- Rapson Location within the state of Michigan Rapson Rapson (the United States)
- Coordinates: 43°51′22″N 82°52′57″W﻿ / ﻿43.85611°N 82.88250°W
- Country: United States
- State: Michigan
- County: Huron
- Townships: Bloomfield, Lincoln, Verona, and Sigel
- Elevation: 728 ft (222 m)
- Time zone: UTC-5 (Eastern (EST))
- • Summer (DST): UTC-4 (EDT)
- ZIP code(s): 48413
- Area code: 989
- GNIS feature ID: 635653

= Rapson, Michigan =

Rapson is an unincorporated community in Huron County in the U.S. state of Michigan, located in what is popularly called the Thumb portion of the Lower Peninsula. It is situated at the corners where four townships meet at Rapson and Verona Roads: Bloomfield on the northeast, Sigel on the southeast, Verona on the southwest, and Lincoln on the northwest.

== Education ==
Rapson was home to a one-room school house for 96 years.
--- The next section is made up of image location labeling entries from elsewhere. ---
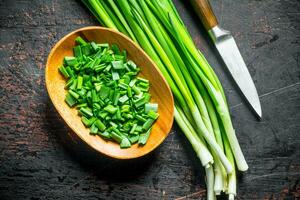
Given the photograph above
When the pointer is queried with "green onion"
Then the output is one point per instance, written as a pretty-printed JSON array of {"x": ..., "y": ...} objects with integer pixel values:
[
  {"x": 110, "y": 98},
  {"x": 203, "y": 114}
]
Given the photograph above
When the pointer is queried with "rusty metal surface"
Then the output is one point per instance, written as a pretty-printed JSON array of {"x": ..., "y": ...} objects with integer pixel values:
[{"x": 40, "y": 159}]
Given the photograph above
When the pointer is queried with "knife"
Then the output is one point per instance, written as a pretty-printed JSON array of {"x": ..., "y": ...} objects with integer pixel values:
[{"x": 229, "y": 52}]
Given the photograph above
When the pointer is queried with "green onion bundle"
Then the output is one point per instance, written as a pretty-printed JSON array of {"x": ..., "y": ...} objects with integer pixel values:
[
  {"x": 200, "y": 104},
  {"x": 111, "y": 100}
]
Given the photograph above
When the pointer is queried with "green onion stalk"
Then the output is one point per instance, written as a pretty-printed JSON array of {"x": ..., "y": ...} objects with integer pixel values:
[{"x": 201, "y": 109}]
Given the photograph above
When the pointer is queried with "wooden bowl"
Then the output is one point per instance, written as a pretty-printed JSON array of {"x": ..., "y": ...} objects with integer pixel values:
[{"x": 159, "y": 90}]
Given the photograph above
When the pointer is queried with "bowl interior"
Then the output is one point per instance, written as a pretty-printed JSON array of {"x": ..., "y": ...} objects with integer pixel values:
[{"x": 159, "y": 91}]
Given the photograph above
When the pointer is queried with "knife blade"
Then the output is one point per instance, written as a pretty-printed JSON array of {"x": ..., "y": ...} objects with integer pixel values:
[{"x": 229, "y": 53}]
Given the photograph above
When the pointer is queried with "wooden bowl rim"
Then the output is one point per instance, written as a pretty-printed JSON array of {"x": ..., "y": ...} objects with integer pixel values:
[{"x": 107, "y": 153}]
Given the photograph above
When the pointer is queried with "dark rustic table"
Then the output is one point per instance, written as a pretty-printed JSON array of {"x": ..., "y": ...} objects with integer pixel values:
[{"x": 41, "y": 159}]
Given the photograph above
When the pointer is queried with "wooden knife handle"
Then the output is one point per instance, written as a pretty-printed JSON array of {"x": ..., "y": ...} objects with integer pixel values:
[{"x": 204, "y": 11}]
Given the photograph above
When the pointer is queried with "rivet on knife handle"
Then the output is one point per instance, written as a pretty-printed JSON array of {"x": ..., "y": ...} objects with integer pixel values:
[{"x": 204, "y": 11}]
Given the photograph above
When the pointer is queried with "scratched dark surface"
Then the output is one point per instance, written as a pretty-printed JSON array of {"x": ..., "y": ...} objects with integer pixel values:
[{"x": 39, "y": 159}]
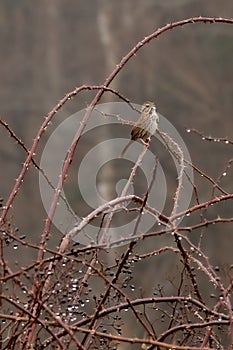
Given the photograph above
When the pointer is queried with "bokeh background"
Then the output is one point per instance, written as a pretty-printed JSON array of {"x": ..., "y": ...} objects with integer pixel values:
[{"x": 50, "y": 47}]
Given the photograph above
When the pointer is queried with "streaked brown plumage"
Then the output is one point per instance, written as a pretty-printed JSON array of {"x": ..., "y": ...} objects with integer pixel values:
[{"x": 146, "y": 125}]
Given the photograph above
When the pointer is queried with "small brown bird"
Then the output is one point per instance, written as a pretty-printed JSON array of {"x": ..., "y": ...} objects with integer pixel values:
[{"x": 145, "y": 127}]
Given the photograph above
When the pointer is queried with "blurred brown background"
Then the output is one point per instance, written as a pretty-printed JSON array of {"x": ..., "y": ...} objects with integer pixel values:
[{"x": 50, "y": 47}]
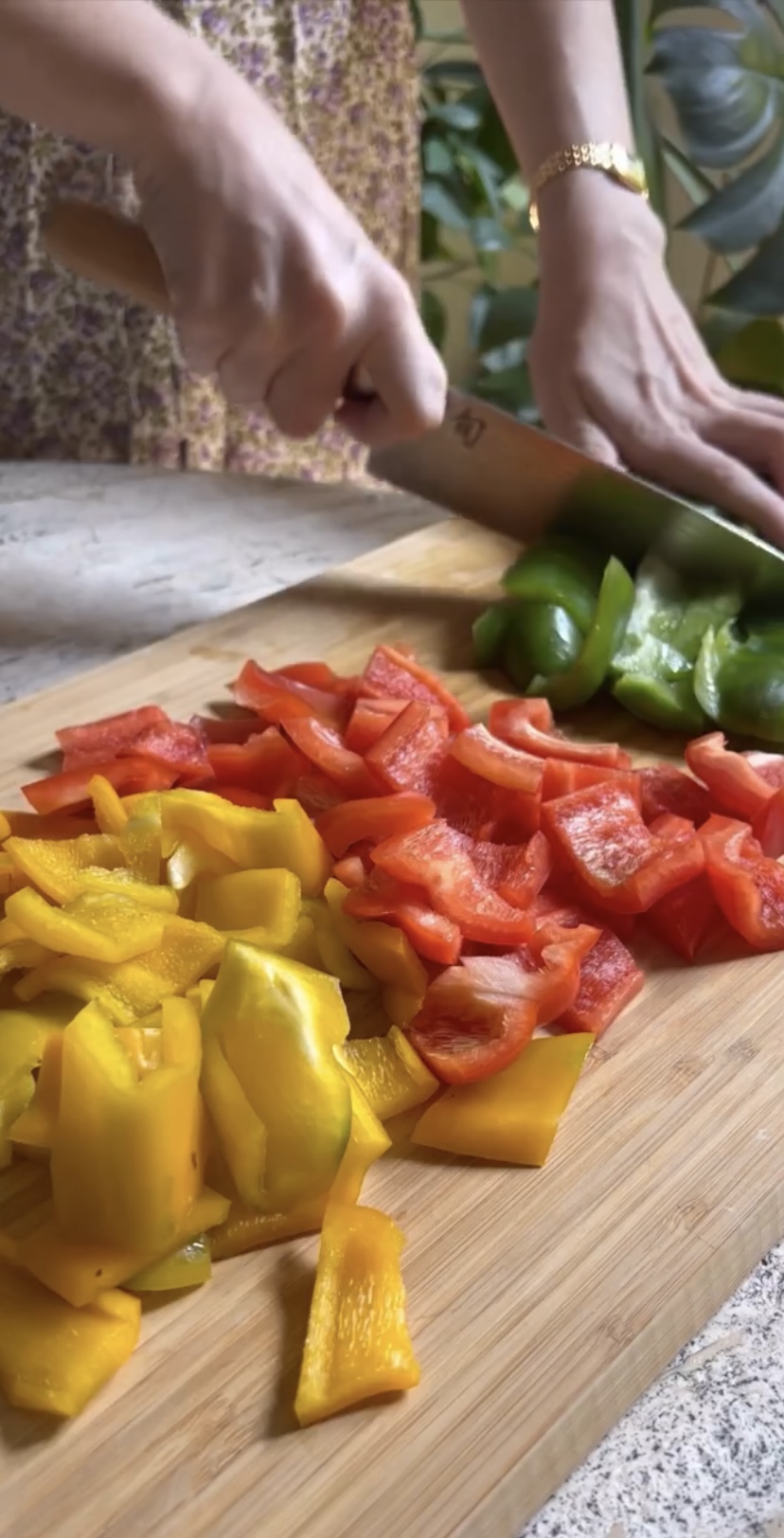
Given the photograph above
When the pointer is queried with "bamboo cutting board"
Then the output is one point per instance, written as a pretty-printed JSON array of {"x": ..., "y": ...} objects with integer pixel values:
[{"x": 542, "y": 1303}]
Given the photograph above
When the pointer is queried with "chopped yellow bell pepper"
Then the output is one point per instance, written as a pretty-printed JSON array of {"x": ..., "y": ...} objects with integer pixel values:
[
  {"x": 57, "y": 865},
  {"x": 366, "y": 1145},
  {"x": 514, "y": 1116},
  {"x": 96, "y": 926},
  {"x": 391, "y": 1074},
  {"x": 334, "y": 954},
  {"x": 189, "y": 1266},
  {"x": 253, "y": 904},
  {"x": 357, "y": 1343},
  {"x": 256, "y": 840},
  {"x": 244, "y": 1231},
  {"x": 383, "y": 949},
  {"x": 53, "y": 1357},
  {"x": 111, "y": 815},
  {"x": 128, "y": 1155},
  {"x": 276, "y": 1023},
  {"x": 131, "y": 990}
]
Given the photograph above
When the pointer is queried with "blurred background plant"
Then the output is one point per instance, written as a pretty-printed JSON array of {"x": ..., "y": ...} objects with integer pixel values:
[{"x": 706, "y": 83}]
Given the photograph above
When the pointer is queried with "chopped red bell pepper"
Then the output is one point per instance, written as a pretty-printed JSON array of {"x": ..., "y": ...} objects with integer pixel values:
[
  {"x": 747, "y": 885},
  {"x": 100, "y": 740},
  {"x": 277, "y": 699},
  {"x": 563, "y": 777},
  {"x": 392, "y": 674},
  {"x": 669, "y": 789},
  {"x": 323, "y": 746},
  {"x": 739, "y": 783},
  {"x": 609, "y": 980},
  {"x": 71, "y": 788},
  {"x": 433, "y": 936},
  {"x": 409, "y": 751},
  {"x": 440, "y": 860},
  {"x": 374, "y": 818},
  {"x": 599, "y": 837},
  {"x": 497, "y": 761},
  {"x": 265, "y": 761},
  {"x": 369, "y": 722},
  {"x": 512, "y": 722}
]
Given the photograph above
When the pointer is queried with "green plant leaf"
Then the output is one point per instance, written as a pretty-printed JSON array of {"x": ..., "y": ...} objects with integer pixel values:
[
  {"x": 724, "y": 85},
  {"x": 758, "y": 288},
  {"x": 746, "y": 211},
  {"x": 754, "y": 357},
  {"x": 434, "y": 317}
]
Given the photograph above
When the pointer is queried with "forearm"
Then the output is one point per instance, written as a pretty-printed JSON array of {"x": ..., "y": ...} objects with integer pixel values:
[
  {"x": 96, "y": 69},
  {"x": 555, "y": 71}
]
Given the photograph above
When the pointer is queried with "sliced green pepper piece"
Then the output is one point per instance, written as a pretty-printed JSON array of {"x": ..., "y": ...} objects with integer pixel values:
[
  {"x": 603, "y": 638},
  {"x": 559, "y": 571},
  {"x": 490, "y": 633},
  {"x": 739, "y": 682},
  {"x": 542, "y": 637}
]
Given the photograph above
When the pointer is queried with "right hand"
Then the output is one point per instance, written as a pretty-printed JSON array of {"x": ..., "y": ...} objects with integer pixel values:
[{"x": 274, "y": 286}]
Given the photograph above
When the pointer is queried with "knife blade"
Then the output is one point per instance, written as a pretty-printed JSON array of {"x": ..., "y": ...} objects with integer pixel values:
[{"x": 517, "y": 480}]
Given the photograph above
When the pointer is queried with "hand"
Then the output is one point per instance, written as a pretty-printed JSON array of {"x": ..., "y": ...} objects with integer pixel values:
[
  {"x": 274, "y": 286},
  {"x": 621, "y": 372}
]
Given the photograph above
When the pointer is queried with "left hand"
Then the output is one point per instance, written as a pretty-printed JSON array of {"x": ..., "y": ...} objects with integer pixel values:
[{"x": 621, "y": 372}]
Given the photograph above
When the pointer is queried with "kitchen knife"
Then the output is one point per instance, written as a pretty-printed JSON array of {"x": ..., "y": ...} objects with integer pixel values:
[{"x": 480, "y": 462}]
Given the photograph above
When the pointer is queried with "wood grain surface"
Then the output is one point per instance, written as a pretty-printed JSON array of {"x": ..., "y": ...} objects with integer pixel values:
[{"x": 542, "y": 1303}]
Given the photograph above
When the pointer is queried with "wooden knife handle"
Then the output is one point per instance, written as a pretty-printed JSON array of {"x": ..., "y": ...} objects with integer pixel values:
[
  {"x": 113, "y": 251},
  {"x": 108, "y": 249}
]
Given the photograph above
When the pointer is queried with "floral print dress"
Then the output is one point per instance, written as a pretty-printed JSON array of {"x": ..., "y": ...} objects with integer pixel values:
[{"x": 85, "y": 376}]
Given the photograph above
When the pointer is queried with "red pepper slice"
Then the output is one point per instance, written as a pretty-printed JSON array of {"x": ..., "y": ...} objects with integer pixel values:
[
  {"x": 669, "y": 789},
  {"x": 374, "y": 818},
  {"x": 277, "y": 699},
  {"x": 563, "y": 777},
  {"x": 265, "y": 761},
  {"x": 394, "y": 674},
  {"x": 747, "y": 885},
  {"x": 323, "y": 746},
  {"x": 609, "y": 980},
  {"x": 440, "y": 860},
  {"x": 409, "y": 751},
  {"x": 490, "y": 759},
  {"x": 480, "y": 1015},
  {"x": 510, "y": 722},
  {"x": 369, "y": 722},
  {"x": 599, "y": 837},
  {"x": 100, "y": 740},
  {"x": 433, "y": 936},
  {"x": 739, "y": 783},
  {"x": 71, "y": 788}
]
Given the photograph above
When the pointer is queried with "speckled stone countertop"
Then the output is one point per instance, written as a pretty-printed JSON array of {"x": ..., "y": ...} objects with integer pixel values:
[{"x": 98, "y": 560}]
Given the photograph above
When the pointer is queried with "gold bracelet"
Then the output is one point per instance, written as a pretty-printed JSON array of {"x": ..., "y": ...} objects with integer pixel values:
[{"x": 612, "y": 159}]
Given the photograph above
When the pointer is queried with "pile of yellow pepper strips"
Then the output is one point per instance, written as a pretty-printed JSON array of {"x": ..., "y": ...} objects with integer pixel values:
[{"x": 179, "y": 1084}]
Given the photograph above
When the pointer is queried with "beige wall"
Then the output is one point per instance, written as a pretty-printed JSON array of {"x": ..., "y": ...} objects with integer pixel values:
[{"x": 687, "y": 258}]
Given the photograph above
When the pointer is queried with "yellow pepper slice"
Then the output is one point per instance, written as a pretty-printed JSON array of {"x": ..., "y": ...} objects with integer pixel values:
[
  {"x": 189, "y": 1266},
  {"x": 53, "y": 1357},
  {"x": 253, "y": 838},
  {"x": 276, "y": 1023},
  {"x": 57, "y": 865},
  {"x": 253, "y": 904},
  {"x": 383, "y": 949},
  {"x": 96, "y": 926},
  {"x": 133, "y": 990},
  {"x": 514, "y": 1116},
  {"x": 111, "y": 815},
  {"x": 357, "y": 1341},
  {"x": 128, "y": 1155},
  {"x": 367, "y": 1143},
  {"x": 391, "y": 1074}
]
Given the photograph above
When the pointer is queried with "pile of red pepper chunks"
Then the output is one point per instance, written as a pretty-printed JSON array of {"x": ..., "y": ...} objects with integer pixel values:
[{"x": 520, "y": 863}]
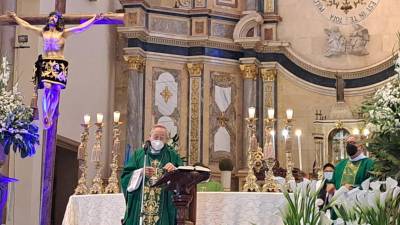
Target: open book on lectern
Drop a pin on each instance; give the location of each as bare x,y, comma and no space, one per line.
196,168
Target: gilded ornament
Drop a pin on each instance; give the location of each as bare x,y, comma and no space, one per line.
249,71
194,120
135,62
268,74
195,69
166,94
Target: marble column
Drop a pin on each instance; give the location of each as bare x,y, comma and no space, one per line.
252,5
269,99
195,111
269,6
249,73
135,102
7,35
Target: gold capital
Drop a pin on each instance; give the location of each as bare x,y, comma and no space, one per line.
195,69
135,62
249,71
268,74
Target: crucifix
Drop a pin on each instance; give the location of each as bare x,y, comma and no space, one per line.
51,75
340,85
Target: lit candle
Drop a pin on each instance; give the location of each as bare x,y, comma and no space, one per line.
272,132
116,116
99,117
271,113
366,132
298,134
252,112
86,119
285,133
289,114
356,131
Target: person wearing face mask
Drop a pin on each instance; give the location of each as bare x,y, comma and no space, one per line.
158,206
328,175
353,171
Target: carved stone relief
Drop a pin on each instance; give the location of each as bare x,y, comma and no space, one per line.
199,27
229,3
354,44
169,25
223,30
200,3
223,116
166,98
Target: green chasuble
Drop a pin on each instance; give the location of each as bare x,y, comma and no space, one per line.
354,173
211,186
158,205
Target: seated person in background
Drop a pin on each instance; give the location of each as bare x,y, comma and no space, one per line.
299,176
208,185
353,171
328,174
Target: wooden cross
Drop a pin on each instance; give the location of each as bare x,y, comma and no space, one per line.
50,135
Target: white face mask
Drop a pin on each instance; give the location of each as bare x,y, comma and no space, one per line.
157,145
328,175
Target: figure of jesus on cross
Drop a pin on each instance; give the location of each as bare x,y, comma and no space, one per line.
51,69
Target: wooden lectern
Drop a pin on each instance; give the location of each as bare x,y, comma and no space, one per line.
181,182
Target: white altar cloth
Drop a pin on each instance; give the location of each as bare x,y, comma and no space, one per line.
213,208
104,209
239,208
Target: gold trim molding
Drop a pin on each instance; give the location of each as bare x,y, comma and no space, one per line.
249,71
195,69
135,62
268,74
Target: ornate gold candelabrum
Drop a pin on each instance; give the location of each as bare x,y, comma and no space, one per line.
82,188
251,180
113,186
270,184
97,187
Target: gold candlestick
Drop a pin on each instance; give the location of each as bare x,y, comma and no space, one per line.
82,188
113,185
251,180
97,187
270,184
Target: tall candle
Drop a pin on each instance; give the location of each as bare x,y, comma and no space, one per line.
252,112
86,119
99,117
298,134
117,114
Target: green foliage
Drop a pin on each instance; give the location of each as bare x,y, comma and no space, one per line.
301,205
382,112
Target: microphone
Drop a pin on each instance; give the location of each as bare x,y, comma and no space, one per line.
147,145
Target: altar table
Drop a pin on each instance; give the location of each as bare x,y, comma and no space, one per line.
213,208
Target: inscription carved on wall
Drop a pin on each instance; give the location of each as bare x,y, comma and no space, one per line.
346,11
169,26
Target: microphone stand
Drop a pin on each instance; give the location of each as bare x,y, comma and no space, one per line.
143,183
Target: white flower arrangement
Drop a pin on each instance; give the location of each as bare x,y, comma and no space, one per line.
370,205
16,127
384,109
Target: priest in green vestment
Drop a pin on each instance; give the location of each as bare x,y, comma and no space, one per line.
353,171
158,206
Officially known as Bloomfield Township District No. 7 Frl., students could attend from kindergarten through 8th grade. In its heyday, Rapson School had as many as 50 students. It closed in 2008 when enrollment dropped to just one student.

== Church ==
St. Joseph's Catholic Church is the only church located in Rapson. The priest in residence also served Mass at Most Holy Trinity Catholic Church located 7 miles to the south in Smith Corners.
Most Holy Trinity Catholic Church merged with St Joseph's Catholic Church and Sacred Heart Catholic Church (located in Bad Axe, MI) Forming St. Hubert's Parish. Most Holy Trinity is no longer in operation as a Catholic church. St. Joseph's rectory was torn down in 2018, after nearly ten years of vacancy.

== Social ==
While Rapson was once home to 'The Grainery' bar, the building was then occupied by the Bad Axe Moose Lodge #2358. The Moose Lodge has since closed.

== Media ==
Rapson is served by a daily newspaper, the Huron Daily Tribune, and two commercial radio stations owned by Thumb Broadcasting, WLEW-AM/FM. WLEW-AM 1340 plays country music, and WLEW-FM, known as "Cruise 102.1," features an adult hits/classic hits format.